In the time The Tiger had taken to ship and clear customs I had decided to complete a tour of New Zealand on a hired road version of the Tiger, which actually worked out cheaper than shipping mine across from Australia & back, and also avoided weeks sat idle wishing I was riding!
In addition to Ivan’s wealth of talents, it also turned out he was a top guy, and after collecting me from my temporary accommodation near the airport (where I was being well looked after by my ‘AirB&B’ hosts Colette and Kevin), drove me to his house and forced me to consume several bottles of beer and a legendary ‘Smolijo’ Burger before handing me over the keys to my much missed beautiful bike. And she was still beautiful, even after all this time apart… Absence certainly does make the heart grow fonder. Or should that be absinthe?
Ivan has shipped bikes for loads of people over the years and his services were in so much demand that he gave up his day job and now does it for a living, and loves it! Able to ship bikes all over the world for great rates, I fully recommend his services (bikesabroad dot com dot au).

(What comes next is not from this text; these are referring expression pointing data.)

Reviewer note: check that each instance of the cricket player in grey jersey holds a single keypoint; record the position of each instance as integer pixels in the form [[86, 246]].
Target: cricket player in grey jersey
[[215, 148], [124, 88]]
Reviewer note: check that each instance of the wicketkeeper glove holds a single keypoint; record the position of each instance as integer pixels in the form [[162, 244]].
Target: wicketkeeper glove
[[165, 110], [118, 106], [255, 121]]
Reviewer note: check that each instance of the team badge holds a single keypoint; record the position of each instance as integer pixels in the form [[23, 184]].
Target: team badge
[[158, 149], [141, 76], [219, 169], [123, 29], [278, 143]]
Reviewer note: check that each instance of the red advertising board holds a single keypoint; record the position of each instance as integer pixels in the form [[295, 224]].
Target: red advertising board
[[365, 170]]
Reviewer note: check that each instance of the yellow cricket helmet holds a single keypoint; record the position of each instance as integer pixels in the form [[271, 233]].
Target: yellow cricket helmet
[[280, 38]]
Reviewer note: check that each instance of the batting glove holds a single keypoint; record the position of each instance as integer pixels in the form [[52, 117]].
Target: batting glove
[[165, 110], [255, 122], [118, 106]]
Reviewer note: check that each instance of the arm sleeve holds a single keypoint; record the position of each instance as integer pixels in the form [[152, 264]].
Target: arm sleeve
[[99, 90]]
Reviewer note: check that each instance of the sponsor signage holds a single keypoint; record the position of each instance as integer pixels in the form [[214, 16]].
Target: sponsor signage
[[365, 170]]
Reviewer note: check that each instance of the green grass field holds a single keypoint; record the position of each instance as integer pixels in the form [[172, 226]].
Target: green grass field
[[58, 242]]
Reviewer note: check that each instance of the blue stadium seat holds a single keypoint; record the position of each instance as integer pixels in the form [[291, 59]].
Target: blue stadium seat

In all seriousness didn’t really realise how much I had missed my XC until I had her back. The road version I had hired for my New Zealand leg was OK (except for being yellow), but I much prefer the extra height of the XC, its off-road capabilities, looks and it just seems to fit me better. Ivan, smashing bloke that he is, had already cleared all the customs paperwork & had my Carnet stamped ready for me, so all that remained was a quick 10 minute visit to ‘VIC Roads’ Vehicle Licensing Centre to get her legal and insured for Australian roads, and I was all set for my Great Australian Adventure!
But first, I had an appointment down the pub with someone I’d met while riding a KLR650 around Ecuador last year, during a spell I had in the rainforest getting whipped with spiked stinging nettles by a Shaman. The nettles were supposed to rid me of all ‘bad demons’, and maybe they did, but they more noticeably rid me of most of the skin on my back, covering it in cuts and red welts for several days. I still think he was just having a laugh at the expense of a stupid British tourist!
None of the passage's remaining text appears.